To feel any commiseration for this young lady, on account of the alarm which she may be supposed to have experienced at seeing all those strange men in her chamber, would be sympathy thrown away, for her nerves were not of a sensibility to be affected much by such a circumstance as that. In fact, as the difficulties between the young king's government and the Parisians increased, Anne Maria played quite the part of a heroine. She went back and forth to Paris in her carriage, through the mob, when nobody else dared to go. She sometimes headed troops, and escorted ladies and gentlemen when they were afraid to go alone. Once she relieved a town, and once she took the command of the cannon of the Bastille, and issued her orders to fire with it upon the troops, with a composure which would have done honor to any veteran officer of artillery. We can not go into all these things here in detail, as they would lead us too far away from the subject of this narrative. We only allude to them, to give our readers some distinct idea of the temperament and character of the rich and blooming beauty whom young King Charles was wishing so ardently to make his bride.
During the time that these difficulties continued in Paris, Queen Henrietta's situation was extremely unhappy.
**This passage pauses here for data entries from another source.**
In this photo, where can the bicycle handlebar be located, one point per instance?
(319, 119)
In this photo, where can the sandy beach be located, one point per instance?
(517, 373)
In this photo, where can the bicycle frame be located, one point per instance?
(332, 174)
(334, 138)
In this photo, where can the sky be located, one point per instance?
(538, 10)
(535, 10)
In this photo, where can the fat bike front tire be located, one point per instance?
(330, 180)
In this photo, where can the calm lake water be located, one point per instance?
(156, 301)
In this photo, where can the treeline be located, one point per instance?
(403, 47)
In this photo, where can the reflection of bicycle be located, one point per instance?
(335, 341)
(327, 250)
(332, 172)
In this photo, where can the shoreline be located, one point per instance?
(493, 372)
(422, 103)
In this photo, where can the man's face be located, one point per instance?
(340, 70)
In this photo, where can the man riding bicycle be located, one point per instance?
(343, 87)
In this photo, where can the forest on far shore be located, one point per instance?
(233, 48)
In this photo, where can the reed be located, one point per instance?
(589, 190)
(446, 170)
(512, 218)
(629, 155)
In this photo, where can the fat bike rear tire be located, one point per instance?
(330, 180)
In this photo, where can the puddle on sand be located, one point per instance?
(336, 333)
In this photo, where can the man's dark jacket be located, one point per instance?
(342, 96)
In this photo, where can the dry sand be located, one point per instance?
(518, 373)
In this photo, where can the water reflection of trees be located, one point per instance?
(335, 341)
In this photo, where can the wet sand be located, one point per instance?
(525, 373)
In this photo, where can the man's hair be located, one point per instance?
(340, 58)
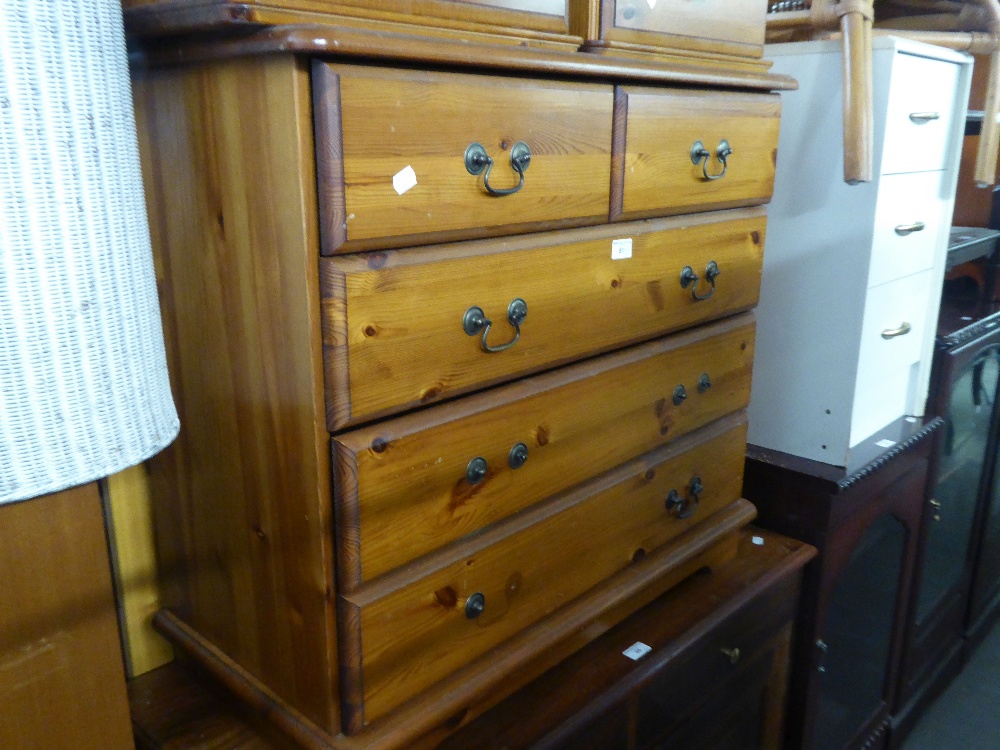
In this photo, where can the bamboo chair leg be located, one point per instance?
(858, 109)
She was shut up in the palace of the Louvre, which became now her prison rather than her home. She was separated from the royal family; her son, the king, was generally absent in Holland or in Jersey, and her palace was often surrounded by mobs; whenever she ventured out in her carriage, she was threatened with violence and outrage by the populace in such a manner as to make her retreat as soon as possible to the protection of the palace walls. Her pecuniary means, too, were exhausted. She sold her jewels, from time to time, as long as they lasted, and then contracted debts which her creditors were continually pressing her to pay. Her friends at St. Germain's could not help her otherwise than by asking her to come to them. This she at last concluded to do, and she made her escape from Paris, under the escort of Anne Maria, who came to the city for the purpose of conducting her, and who succeeded, though with infinite difficulty, in securing a safe passage for Henrietta through the crowds of creditors and political foes who threatened to prevent her journey. These troubles were all, however, at last settled, and in the autumn (1649) the whole party returned again to Paris.
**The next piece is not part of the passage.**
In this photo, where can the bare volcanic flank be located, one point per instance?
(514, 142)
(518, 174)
In the mean time the young King Charles was contriving schemes for getting possession of his realm. It will be recollected that his sister Mary, who married the Prince of Orange, was at this time residing at the Hague, a city in Holland, near the sea. Charles went often there. It was a sort of rendezvous for those who had been obliged to leave England on account of their attachment to his father's fortunes, and who, now that the father was dead, transferred their loyalty to the son. They felt a very strong desire that Charles's plans for getting possession of his kingdom should succeed, and they were willing to do every thing in their power to promote his success. It must not be supposed, however, that they were governed in this by a disinterested principle of fidelity to Charles himself personally, or to the justice of his cause. Their own re-establishment in wealth and power was at stake as well as his, and they were ready to make common cause with him, knowing that they could save themselves from ruin only by reinstating him.
Charles had his privy council and a sort of court at the Hague, and he arranged channels of communication, centering there, for collecting intelligence from England and Scotland, and through these he watched in every way for the opening of an opportunity to assert his rights to the British crown. He went, too, to Jersey, where the authorities and the inhabitants were on his side, and both there and at the Hague he busied himself with plans for raising funds and levying troops, and securing co-operation from those of the people of England who still remained loyal. Ireland was generally in his favor too, and he seriously meditated an expedition there. His mother was unwilling to have him engage in these schemes. She was afraid he would, sooner or later, involve himself in dangers from which he could not extricate himself, and that he would end by being plunged into the same pit of destruction that had engulfed his father.